On February 6, 2014, the Department of Justice announced the first three tribes approved to implement special domestic violence criminal jurisdiction under the Violence Against Women Act of 2013. The three tribes are: the Confederated Tribes of the Umatilla Indian Reservation, the Pascua Yaqui Tribe, and the Tulalip Tribe. Under the VAWA Pilot Project, these three tribes will be able to exercise criminal jurisdiction over certain crimes of domestic violence and dating violence, regardless of the defendant's Indian or non-Indian status.

Tribal leaders at VAWA signing

Legal Momentum's National Judicial Education Program (NJEP) has helped court systems across the nation improve their response to cases involving sexual assault and the intersection of sexual assault and domestic violence and was pleased to collaborate with the Tulalip tribe in 2012. We worked closely with the Tulalip Tribes Tribal Court to develop a custom-tailored version of NJEP’s Understanding Sexual Violence curriculum, and delivered a two-day training for the Tribal Court, Tulalip tribal leaders, first responders, and service providers. The program was designed to enhance the Tribal Court’s handling of cases involving sexual assault and the intersection of sexual assault and domestic violence in which the offenders are Native Americans. 

According to the Justice Department, Native American and Alaskan Native women are subject to uniquely high rates of sexual violence. In a 2008 CDC study, 39% of Native women surveyed identified as victims of intimate partner violence in their lifetime, a rate higher than any other race or ethnicity surveyed. Another study found that American Indian/Alaskan Native American women were the most likely racial group to report a physical assault by an intimate partner. But tribal court systems have often lacked the resources to address these cases.

Tribal courts historically have not had jurisdiction over non-Native offenders, a circumstance that has made it nearly impossible to prosecute many perpetrators of crimes against Natives. One of the aims of Legal Momentum’s advocacy work on the Violence Against Women Act reauthorization was to change this unfair situation.

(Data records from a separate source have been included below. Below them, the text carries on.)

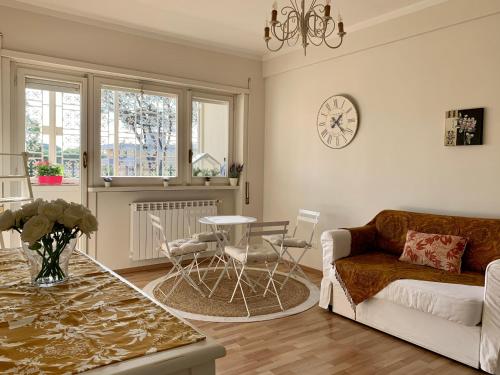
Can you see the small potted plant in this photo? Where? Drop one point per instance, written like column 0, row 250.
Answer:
column 49, row 174
column 107, row 181
column 234, row 173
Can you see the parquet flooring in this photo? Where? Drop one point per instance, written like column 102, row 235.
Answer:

The ability of tribes to exercise jurisdiction over non-Natives was source of contention during the most recent VAWA reauthorization, particularly in the House of Representatives. However, coalitions of Native Women, and the National Congress of American Indians, aided by the White House, the National Task Force to End Domestic and Sexual Violence (Legal Momentum is a founding member), and key congressional allies including Senators Patrick Leahy, Michael Crapo, and Patty Murray, the late Senator Daniel Inouye, and Representatives John Conyers, Tom Cole, Gwen Moore, and others were able prevail and ensure that non-Native perpetrators of domestic and dating violence could be held accountable in tribal courts.